Shooting wrap: Australia returns to medal list
15 August 2016
Australian shooting returned to the medal list for the first time since Beijing, and topped the podium for the first time since Suzy Balogh’s trap win in Athens when Catherine Skinner, showing nerves of steel, claimed a heart-stopping trap gold medal at the Olympic Shooting Centre at Deodoro.
Needing to defeat Canadian Cynthia Meyer in a sudden death shoot off just to make the six woman semi-final after both shooters were tied on 67 targets, Skinner then produced the rounds of her life to claim the gold medal.
Skinner was joined in the final by fellow Australian Laetisha Scanlan who actually topped the qualifying with 70 shots.
Scanlan however was unable to produce her best in the semi-final and was eliminated into fifth position.
After hitting 14 of the 15 targets, Skinner advanced to the gold medal match where she faced New Zealand’s Natalie Rooney in the 15 shot final.
The 26 year-old Australian got off to the worst possible start missing her first target, and then her fourth to give the New Zealander a seemingly unassailable lead.
But while Skinner would not miss another target until her 12th shot, her opponent would stumble and miss her sixth, seventh, 11th and 12th shot that left Skinner shooting for gold on her final shot that she duly hit to set off scenes of pandemonium, including a leaping hug of celebration from Scanlan, despite her own disappointment at missing a medal.
“I can’t believe I’m the Olympic champion,” Skinner said in the aftermath.
“I’ve worked very hard and I just kept believing in myself and not giving up and here I am.
“It’s an incredible feeling – I was so thrilled to be able to share this with my mum Ann and brother Craig.
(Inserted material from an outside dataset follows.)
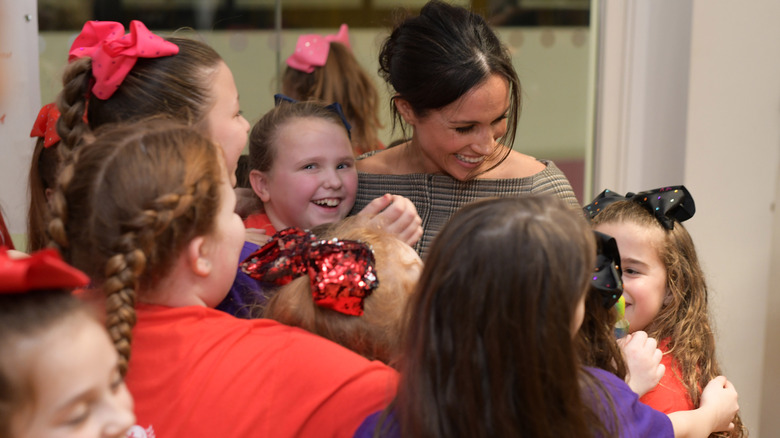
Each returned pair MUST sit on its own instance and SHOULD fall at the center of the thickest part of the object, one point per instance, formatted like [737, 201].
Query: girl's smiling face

It’s just the greatest feeling ever."
The other Australian to make a final was double trap star James Willett, who jointly qualified in first position for the six man final, but was unable to reproduce his best form in the pressure cooker environment and was defeated in a sudden death shoot off to make the gold medal match.
Willett can say he was a part of Olympic history – not only did he jointly set the new Olympic qualifying record of 140, but the event was won by Fehaid Aldeehani, representing the Independent Olympic Athletes.
Despite his disappointment, Willett enjoyed his first Olympic appearance.
“I only picked up this sport 18 months ago and if you had of told me I’d be in the Olympic final I would have said you were nuts,” he said.
“This has given me a great taste of the Olympics and I’ve loved it all – from the Opening Ceremony, to competition and just being around the best athletes."
The men’s skeet competition was a case of so near and yet so far for the Australian pair – with Keith Ferguson missing a shoot off place by just one shot and Paul Adams by two.
There is plenty to look forward among the shotgun team, with 17 year-old Mitchell Iles making his first Olympics in the trap team. Iles missed a place in the final with a final score of 110, while Athens bronze medallist Adam Vella shot 115 to also miss a finals berth while 16 year-old Aislin Jones performed well in the women’s skeet to finish in 17th.
Inside the Shooting Hall, results didn’t go the way the Australian team was hoping, with a poor final series costing Beijing bronze medallist Warren Potent a chance of making the final in the 50 metre prone event. He finished 35th with compatriot Dane Sampson in 31st place.
In other results, Jennifer Hens was 39th in the women’s 10 metre air rifle, Blake Blackburn 36th and Daniel Repacholi 44th in the 10 metre air pistol while Repacholi was 28th in the 50 metre pistol event.
In the women’s 10 metre air pistol Lalita Yauhlevskaya was 24th and Elena Galiabovitch 43rd, while they finished 13th and 32nd respectively in the women’s 25 metre pistol Dane Sampson was 37th and Jack Rossiter 46th in the men’s 10 metre air rifle while David Chapman was 26th in the 25 metre rapid fire pistol, while in the final event, Dane Sampson was 20th and Will Godward 39th in the men’s 50 metre 3 position rifle.